Peterbilt Hydraulic Hybrid Gargage Truck.
Can you figure out the common denominator between a Prius and a Waste Management garbage truck? The answer may surprise you: both can benefit from hybrid power.
Yes, the same garbage truck that stops in your neighborhood each week, with new advancements in engine technology, could eventually run on the clean technology that powers other better-known hybrid vehicles. This is especially important to the waste industry due to the many cycles of braking and acceleration a collection truck encounters along a given route. However, while the wheels are in motion, this technology will take some time to perfect. While hybrid technology has already been successfully implemented in automobiles and light trucks, Class 8 vehicles, a category that includes waste trucks, pose additional challenges to hybrid engine design. Among the largest vehicles on the road, Class 8’s require a robust drive train to handle heavy loads. They also have multiple systems for compaction and lifting that draw a great deal of power from the engine. This, in turn, complicates hybrid design.
Therefore, until the hybrid engine for Class 8’s are perfected, Waste Management continues to look for ways to improve its fleet of garbage trucks so that they produce fewer emissions and operate more efficiently. In 2007 alone, effective fleet management and route optimization allowed us to improve efficiency and reduce driver time by more than 2 million hours. This included several truck and route modifications:
• Programming the engines of newer trucks to shut down automatically after idling for five minutes
• Standardizing route optimization planning
• Installing more than 1,000 after-treatment devices
• Converting to the use of ultra low sulfur diesel (pdf file)
• Limiting top engine speeds
• Increasing the use of biodiesel to 2,218 trucks using approximately over 1.6 million gallons of biodiesel ranging from B5 to B20
• Using liquefied and compressed natural gases (LNG and CNG) in nearly 1,000 trucks
While these improvements are valuable in the short run, it’s important to remain focused on the end goal: implementing hybrid technology in waste truck fleets as soon as possible. In fact, last year Waste Management began field-testing the industry’s first parallel hydraulic hybrid truck. Four of these trucks were added to the company’s Fort Worth fleet in November 2008, in partnership with Peterbilt and Eaton. (As pictured.)
The parallel hydraulic hybrid employs a pressurized hydraulic system to capture and store energy every time the brakes are applied. This energy is then transferred to accelerate the vehicle to the next pickup location. Ultimately, this should reduce wear on the brake pads, extend engine life, reduce emissions and increase fuel efficiency on such vehicles that constantly start and stop.
A June 2009 study also shows that such early technological developments help to support the long-term organic growth of hybrid powertrain systems in the market. Financial incentives also provide opportunities for others in this industry to expand their hybrid truck technologies.

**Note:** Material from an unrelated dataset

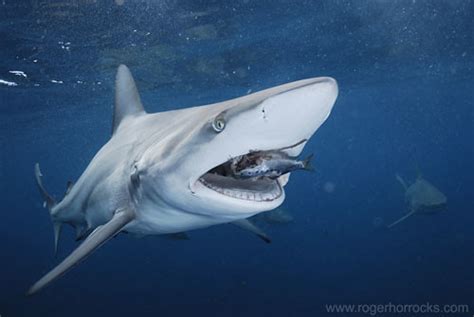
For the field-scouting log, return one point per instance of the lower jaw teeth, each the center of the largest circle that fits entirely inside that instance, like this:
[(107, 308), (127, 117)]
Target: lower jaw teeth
[(245, 195)]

As the operator of one of the country’s largest commercial fleet of vehicles, we are in a unique position to provide incentives to spur the development of efficient hybrid systems for the waste collection vehicles. . Over the next decade, Waste Management will spend up to $500 million per year in capital on our fleet and heavy equipment. We expect to direct this capital spending on equipment to help increase the fuel efficiency of our fleet by 15 percent and reduce our fleet emissions by 15 percent – all by 2020.
A 15 percent reduction in the fuel used by our trucks would total about 350 million gallons of fuel saved and a reduction of about 3.5 million metric tons of carbon dioxide emissions. Some of these savings and efficiencies will come from currently available technology; others are now in the development stage. We hope this financial incentive will be a catalyst for a breakthrough technology to make this goal a reality.
With rapidly increasing developments in hydraulic hybrid technology, this reality may be closer than we think. Just think: in the near future, you could see that Prius and garbage truck side-by-side and know that they’re both running on engine technologies that reduce emissions and help the environment.